GLUTEN FREE KITCHEN
The most vital place to start is in the kitchen. These Gluten Free Kitchen Tips will help you isolate food and avoid the risks of cross contamination.
-Completely Clean Out Your Kitchen cabinets, refrigerator and pantry of any products that contain gluten.
Maintaining a Gluten Free Kitchen means eliminating all chances of cross contamination, because even a few bread crumbs can cause intestinal damage.
-Decide if everyone in the family will be eating gluten-free. It's the easiest plan to follow, avoids having to make separate meals at each sitting and helps avoid the risks of cross contamination. (Lar has his own toaster on a ridged cookie sheet to capture crumbs for his gluten bread and other than that our kitchen is Gluten-Free.)
-Read labels carefully as gluten hides in condiments, sauces, soups, packaged foods and many places you'd least expect.
-Store gluten containing foods in a separate area and properly labeled if there are family members that will still be using and eating them.
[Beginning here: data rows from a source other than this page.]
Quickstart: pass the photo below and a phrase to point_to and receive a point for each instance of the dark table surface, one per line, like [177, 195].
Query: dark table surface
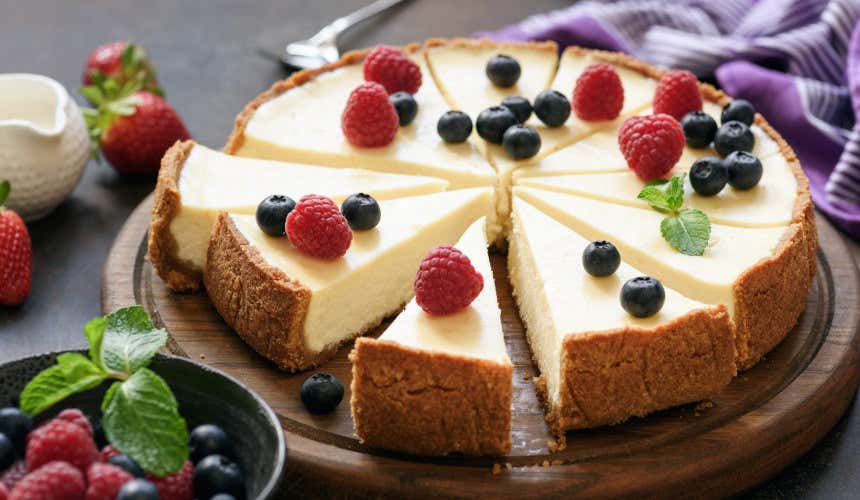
[210, 63]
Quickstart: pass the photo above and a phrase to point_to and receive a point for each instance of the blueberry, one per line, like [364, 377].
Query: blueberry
[361, 211]
[127, 464]
[218, 474]
[138, 489]
[699, 129]
[208, 439]
[493, 122]
[521, 141]
[708, 176]
[733, 136]
[642, 296]
[272, 214]
[405, 105]
[454, 126]
[503, 70]
[519, 106]
[738, 110]
[745, 170]
[600, 258]
[552, 107]
[321, 393]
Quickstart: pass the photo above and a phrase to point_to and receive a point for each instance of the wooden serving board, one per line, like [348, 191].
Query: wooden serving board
[766, 418]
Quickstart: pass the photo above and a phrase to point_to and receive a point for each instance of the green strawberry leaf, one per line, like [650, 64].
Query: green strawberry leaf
[141, 419]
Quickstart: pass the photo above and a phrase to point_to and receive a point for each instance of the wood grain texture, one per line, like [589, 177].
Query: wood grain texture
[766, 418]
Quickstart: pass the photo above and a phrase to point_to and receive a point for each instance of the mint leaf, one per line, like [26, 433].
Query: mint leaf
[141, 419]
[73, 373]
[129, 341]
[688, 232]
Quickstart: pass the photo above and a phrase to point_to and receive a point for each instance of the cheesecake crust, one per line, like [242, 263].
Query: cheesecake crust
[429, 403]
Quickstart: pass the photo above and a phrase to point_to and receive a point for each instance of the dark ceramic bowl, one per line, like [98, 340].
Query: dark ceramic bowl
[205, 396]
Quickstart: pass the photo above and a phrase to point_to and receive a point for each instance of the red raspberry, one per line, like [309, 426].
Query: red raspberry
[317, 228]
[178, 486]
[677, 94]
[652, 145]
[60, 440]
[52, 481]
[446, 281]
[104, 481]
[598, 94]
[396, 72]
[369, 120]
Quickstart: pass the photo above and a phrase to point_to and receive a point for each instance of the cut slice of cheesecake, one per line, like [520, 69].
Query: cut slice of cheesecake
[599, 365]
[295, 309]
[195, 183]
[762, 275]
[410, 386]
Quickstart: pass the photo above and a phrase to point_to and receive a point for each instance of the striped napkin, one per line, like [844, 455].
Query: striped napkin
[797, 61]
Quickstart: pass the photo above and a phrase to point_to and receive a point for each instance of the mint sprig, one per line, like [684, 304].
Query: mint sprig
[688, 230]
[140, 414]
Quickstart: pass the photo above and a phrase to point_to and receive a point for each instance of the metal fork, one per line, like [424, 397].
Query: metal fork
[321, 48]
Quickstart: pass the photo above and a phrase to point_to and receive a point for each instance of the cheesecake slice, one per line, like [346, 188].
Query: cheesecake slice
[761, 275]
[433, 385]
[295, 309]
[599, 365]
[196, 183]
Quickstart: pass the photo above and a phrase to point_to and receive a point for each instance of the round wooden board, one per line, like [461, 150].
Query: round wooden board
[766, 418]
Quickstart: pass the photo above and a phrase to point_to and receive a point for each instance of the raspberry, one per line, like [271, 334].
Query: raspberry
[652, 145]
[318, 228]
[178, 486]
[104, 481]
[598, 94]
[677, 94]
[446, 281]
[60, 440]
[52, 481]
[389, 67]
[369, 120]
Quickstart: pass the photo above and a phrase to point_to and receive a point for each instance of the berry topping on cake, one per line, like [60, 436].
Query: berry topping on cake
[739, 110]
[493, 122]
[598, 94]
[733, 136]
[369, 120]
[318, 228]
[745, 170]
[677, 94]
[272, 214]
[601, 258]
[651, 144]
[405, 105]
[361, 211]
[321, 393]
[521, 142]
[389, 67]
[552, 108]
[446, 281]
[503, 70]
[643, 296]
[454, 127]
[699, 129]
[708, 176]
[519, 106]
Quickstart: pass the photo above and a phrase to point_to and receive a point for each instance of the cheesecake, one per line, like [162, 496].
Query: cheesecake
[196, 183]
[295, 309]
[411, 385]
[600, 365]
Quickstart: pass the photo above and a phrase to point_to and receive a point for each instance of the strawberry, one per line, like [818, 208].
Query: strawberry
[16, 255]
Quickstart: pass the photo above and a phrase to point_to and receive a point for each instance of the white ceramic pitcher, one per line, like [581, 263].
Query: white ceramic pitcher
[44, 144]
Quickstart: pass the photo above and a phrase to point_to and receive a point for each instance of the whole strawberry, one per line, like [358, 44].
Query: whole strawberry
[16, 254]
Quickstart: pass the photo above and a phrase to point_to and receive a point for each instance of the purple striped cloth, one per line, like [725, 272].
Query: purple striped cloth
[797, 61]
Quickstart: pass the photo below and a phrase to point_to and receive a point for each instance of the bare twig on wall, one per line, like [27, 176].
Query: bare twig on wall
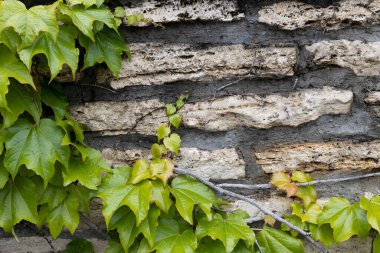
[254, 203]
[315, 182]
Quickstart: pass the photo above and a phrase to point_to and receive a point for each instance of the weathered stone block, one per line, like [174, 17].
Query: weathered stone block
[291, 15]
[177, 11]
[362, 58]
[216, 115]
[373, 98]
[344, 155]
[121, 117]
[156, 63]
[217, 164]
[266, 112]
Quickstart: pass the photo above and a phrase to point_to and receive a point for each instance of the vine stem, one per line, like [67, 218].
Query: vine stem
[322, 181]
[254, 203]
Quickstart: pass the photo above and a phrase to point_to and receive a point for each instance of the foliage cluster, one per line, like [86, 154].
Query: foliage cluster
[337, 220]
[48, 175]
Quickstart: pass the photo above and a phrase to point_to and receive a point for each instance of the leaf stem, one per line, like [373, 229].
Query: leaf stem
[254, 203]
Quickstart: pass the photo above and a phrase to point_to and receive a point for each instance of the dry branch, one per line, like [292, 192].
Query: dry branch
[315, 182]
[320, 247]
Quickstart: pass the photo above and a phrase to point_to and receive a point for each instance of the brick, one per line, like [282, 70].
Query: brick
[157, 63]
[343, 155]
[361, 57]
[217, 164]
[221, 114]
[179, 11]
[292, 15]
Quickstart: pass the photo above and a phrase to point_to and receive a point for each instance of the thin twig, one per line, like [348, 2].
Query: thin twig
[258, 246]
[142, 117]
[254, 219]
[322, 181]
[254, 203]
[97, 86]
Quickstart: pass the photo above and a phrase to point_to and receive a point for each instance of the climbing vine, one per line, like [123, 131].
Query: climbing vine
[48, 175]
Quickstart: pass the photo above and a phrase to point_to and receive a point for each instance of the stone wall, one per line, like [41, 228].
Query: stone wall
[274, 85]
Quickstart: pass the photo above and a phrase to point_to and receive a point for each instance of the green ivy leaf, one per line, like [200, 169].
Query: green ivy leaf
[189, 192]
[53, 196]
[108, 47]
[114, 247]
[58, 51]
[170, 109]
[86, 3]
[228, 230]
[20, 100]
[161, 196]
[4, 175]
[157, 150]
[140, 171]
[307, 194]
[322, 233]
[376, 244]
[37, 147]
[173, 142]
[72, 126]
[207, 245]
[345, 219]
[308, 215]
[118, 177]
[28, 23]
[175, 120]
[124, 222]
[65, 214]
[79, 245]
[87, 172]
[53, 97]
[18, 201]
[119, 12]
[162, 168]
[10, 66]
[11, 39]
[136, 197]
[372, 207]
[148, 227]
[163, 131]
[84, 18]
[276, 241]
[170, 240]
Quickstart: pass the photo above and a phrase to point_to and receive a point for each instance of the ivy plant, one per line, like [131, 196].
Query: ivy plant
[48, 175]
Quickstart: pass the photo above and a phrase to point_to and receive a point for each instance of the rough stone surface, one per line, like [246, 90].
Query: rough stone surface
[291, 15]
[217, 115]
[362, 58]
[39, 244]
[177, 11]
[157, 63]
[344, 155]
[373, 98]
[266, 112]
[121, 117]
[215, 165]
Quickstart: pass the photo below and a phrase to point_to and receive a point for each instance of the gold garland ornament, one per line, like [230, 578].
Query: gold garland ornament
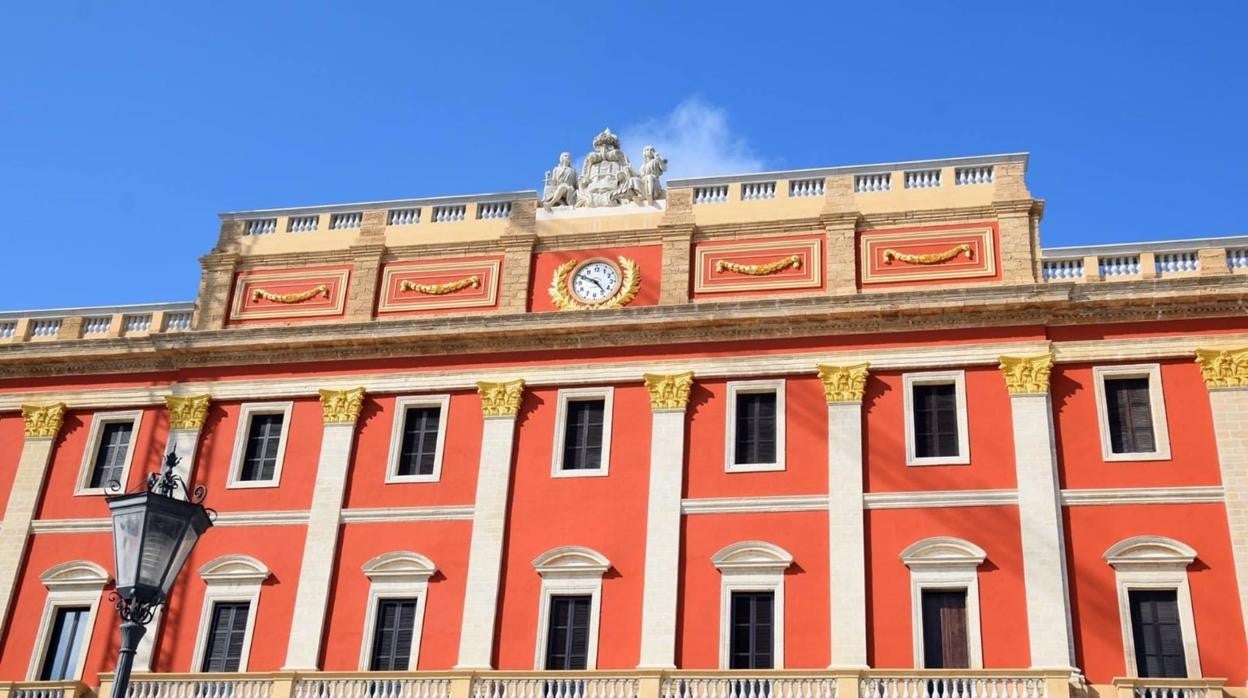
[931, 257]
[322, 290]
[760, 270]
[630, 282]
[441, 289]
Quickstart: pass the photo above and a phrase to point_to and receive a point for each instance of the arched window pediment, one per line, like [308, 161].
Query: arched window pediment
[399, 566]
[754, 556]
[234, 570]
[942, 551]
[572, 560]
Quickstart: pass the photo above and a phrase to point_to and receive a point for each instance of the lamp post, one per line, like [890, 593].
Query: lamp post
[152, 536]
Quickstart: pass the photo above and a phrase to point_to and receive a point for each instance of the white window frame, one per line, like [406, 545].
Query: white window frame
[92, 448]
[748, 387]
[401, 406]
[230, 578]
[391, 576]
[69, 583]
[560, 426]
[1155, 562]
[751, 566]
[569, 571]
[245, 413]
[945, 563]
[1156, 403]
[957, 378]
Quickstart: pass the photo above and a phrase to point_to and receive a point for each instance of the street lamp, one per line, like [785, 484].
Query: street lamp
[152, 536]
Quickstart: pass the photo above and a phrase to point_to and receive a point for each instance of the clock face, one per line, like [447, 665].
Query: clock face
[595, 281]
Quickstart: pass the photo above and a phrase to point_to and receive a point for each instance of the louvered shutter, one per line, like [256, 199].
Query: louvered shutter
[1157, 634]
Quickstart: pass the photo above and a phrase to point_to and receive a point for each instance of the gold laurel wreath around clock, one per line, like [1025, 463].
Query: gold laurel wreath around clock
[630, 281]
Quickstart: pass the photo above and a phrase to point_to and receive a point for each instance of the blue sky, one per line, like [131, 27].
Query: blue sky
[126, 126]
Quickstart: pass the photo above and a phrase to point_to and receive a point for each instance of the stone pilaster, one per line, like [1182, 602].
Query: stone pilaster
[669, 396]
[1018, 221]
[216, 284]
[499, 405]
[43, 426]
[846, 538]
[1226, 375]
[840, 219]
[678, 232]
[518, 241]
[1040, 512]
[340, 408]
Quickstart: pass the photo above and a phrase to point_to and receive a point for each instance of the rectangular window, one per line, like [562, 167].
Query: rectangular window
[263, 437]
[226, 634]
[1155, 627]
[945, 642]
[110, 455]
[583, 435]
[751, 636]
[392, 638]
[568, 632]
[935, 413]
[755, 428]
[65, 644]
[419, 446]
[1130, 415]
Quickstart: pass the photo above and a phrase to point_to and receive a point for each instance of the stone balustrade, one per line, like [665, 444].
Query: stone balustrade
[770, 683]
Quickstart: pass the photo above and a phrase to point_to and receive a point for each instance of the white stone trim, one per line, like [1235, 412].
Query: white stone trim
[1155, 562]
[69, 583]
[401, 406]
[957, 378]
[396, 575]
[942, 562]
[92, 448]
[1197, 495]
[568, 571]
[229, 578]
[751, 566]
[560, 423]
[748, 387]
[1156, 402]
[245, 413]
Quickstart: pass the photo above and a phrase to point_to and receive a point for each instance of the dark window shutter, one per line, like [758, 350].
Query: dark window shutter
[583, 435]
[263, 436]
[935, 418]
[755, 428]
[419, 440]
[1131, 416]
[69, 629]
[1157, 634]
[392, 638]
[226, 634]
[945, 639]
[751, 636]
[110, 456]
[568, 633]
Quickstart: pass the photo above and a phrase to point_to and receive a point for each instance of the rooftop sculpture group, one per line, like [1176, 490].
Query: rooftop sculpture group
[605, 177]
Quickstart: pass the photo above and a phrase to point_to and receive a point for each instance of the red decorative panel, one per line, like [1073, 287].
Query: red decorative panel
[759, 265]
[290, 294]
[929, 254]
[439, 284]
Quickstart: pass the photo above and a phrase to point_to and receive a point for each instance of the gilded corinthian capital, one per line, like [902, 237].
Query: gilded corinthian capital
[501, 398]
[43, 421]
[341, 406]
[843, 383]
[186, 412]
[1027, 375]
[669, 391]
[1223, 368]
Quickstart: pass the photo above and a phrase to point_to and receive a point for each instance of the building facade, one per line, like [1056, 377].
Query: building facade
[828, 432]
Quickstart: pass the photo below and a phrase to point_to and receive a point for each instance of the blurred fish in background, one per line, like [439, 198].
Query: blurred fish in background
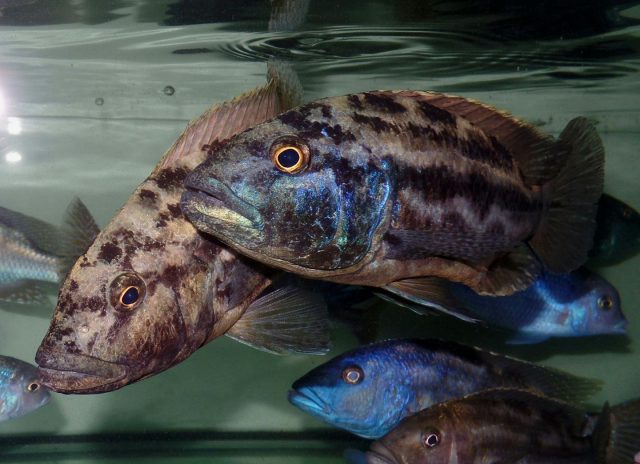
[617, 236]
[35, 255]
[20, 389]
[577, 304]
[368, 390]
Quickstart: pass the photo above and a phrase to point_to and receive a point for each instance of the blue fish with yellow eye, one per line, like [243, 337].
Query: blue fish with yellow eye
[21, 391]
[577, 304]
[369, 390]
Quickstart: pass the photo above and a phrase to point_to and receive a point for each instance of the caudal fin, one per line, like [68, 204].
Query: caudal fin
[566, 230]
[617, 434]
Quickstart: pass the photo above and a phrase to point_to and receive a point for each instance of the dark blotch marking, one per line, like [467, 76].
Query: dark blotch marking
[171, 178]
[377, 124]
[384, 102]
[354, 102]
[110, 252]
[435, 114]
[147, 195]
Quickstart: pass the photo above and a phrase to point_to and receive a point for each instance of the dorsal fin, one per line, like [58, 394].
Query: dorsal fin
[539, 156]
[226, 119]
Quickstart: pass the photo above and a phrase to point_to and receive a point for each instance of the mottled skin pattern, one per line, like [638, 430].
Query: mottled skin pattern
[195, 289]
[395, 188]
[402, 377]
[505, 427]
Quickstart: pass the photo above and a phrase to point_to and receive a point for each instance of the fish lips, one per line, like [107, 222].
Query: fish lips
[214, 208]
[78, 373]
[380, 454]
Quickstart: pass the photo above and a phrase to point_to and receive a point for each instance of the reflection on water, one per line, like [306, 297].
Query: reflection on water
[93, 92]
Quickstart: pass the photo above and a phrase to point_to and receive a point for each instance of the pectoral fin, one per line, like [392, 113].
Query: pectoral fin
[287, 320]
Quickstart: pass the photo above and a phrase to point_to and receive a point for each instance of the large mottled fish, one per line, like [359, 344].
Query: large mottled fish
[367, 391]
[20, 388]
[512, 427]
[383, 188]
[150, 290]
[577, 304]
[35, 255]
[617, 235]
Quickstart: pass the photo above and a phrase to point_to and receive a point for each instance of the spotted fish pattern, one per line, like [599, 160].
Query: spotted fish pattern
[392, 186]
[151, 290]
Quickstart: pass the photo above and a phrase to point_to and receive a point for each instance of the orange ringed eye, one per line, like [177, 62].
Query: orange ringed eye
[290, 159]
[130, 296]
[353, 375]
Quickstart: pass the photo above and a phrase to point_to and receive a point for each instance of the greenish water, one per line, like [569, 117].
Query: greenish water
[86, 83]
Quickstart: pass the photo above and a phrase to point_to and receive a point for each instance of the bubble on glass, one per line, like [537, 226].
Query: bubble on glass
[13, 157]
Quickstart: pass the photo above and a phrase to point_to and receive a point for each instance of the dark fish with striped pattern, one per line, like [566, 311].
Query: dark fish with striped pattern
[386, 188]
[512, 427]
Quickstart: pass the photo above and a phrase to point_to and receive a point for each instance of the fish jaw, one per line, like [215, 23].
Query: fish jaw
[380, 454]
[77, 373]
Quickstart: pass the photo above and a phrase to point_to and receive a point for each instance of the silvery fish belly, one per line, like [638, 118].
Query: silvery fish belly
[384, 188]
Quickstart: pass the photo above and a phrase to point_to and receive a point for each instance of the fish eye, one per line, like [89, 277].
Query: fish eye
[127, 291]
[605, 302]
[431, 439]
[33, 387]
[290, 155]
[352, 375]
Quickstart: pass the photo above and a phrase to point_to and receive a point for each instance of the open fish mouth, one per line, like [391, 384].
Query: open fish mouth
[215, 201]
[77, 373]
[380, 454]
[308, 402]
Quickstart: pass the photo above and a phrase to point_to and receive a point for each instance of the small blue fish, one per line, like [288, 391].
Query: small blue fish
[20, 389]
[557, 305]
[34, 255]
[369, 390]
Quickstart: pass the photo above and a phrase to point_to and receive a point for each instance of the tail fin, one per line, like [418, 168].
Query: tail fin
[617, 433]
[565, 234]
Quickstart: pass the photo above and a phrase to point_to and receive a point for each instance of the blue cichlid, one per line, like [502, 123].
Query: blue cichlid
[367, 391]
[577, 304]
[34, 255]
[617, 234]
[384, 188]
[505, 426]
[20, 389]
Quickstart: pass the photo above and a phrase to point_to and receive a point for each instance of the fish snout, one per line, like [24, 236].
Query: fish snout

Get rid of them altogether if you want to avoid all risk of cross contamination.
-Have separate cooking utensils that are clearly identified and stored separate from other utensils and marked "Gluten Free Only".
-Always wash anything that will touch your food during preparation: counters, sinks ,cutting boards, pans, colanders, etc.
-Buy separate appliances and label them for gluten free cooking: toaster, mixer, blender, etc.
-Have separate containers of butter, jelly, peanut butter, mayonnaise, etc. and don't cross contaminate.
-Teach you family about what it means to be gluten free and what they can do to follow the rules and not cross contaminate.
-Have a separate dedicated area for Gluten-Free food.
-Get rid of old wooden spoons or wood cutting boards
Help your family to understand the requirements of the GF maintenance plan.
If it's your child it's important that they learn to take charge and be involved too. They will be away from home at school, at parties or sleepovers and they need to be aware of what they can and can't eat. They need to learn to read labels, to speak up, and to know the consequences to their body if they should accidently slip or sneak "just one".
I know it seems overwhelming at first, but before long the initial transition period will be over and it will all become second nature.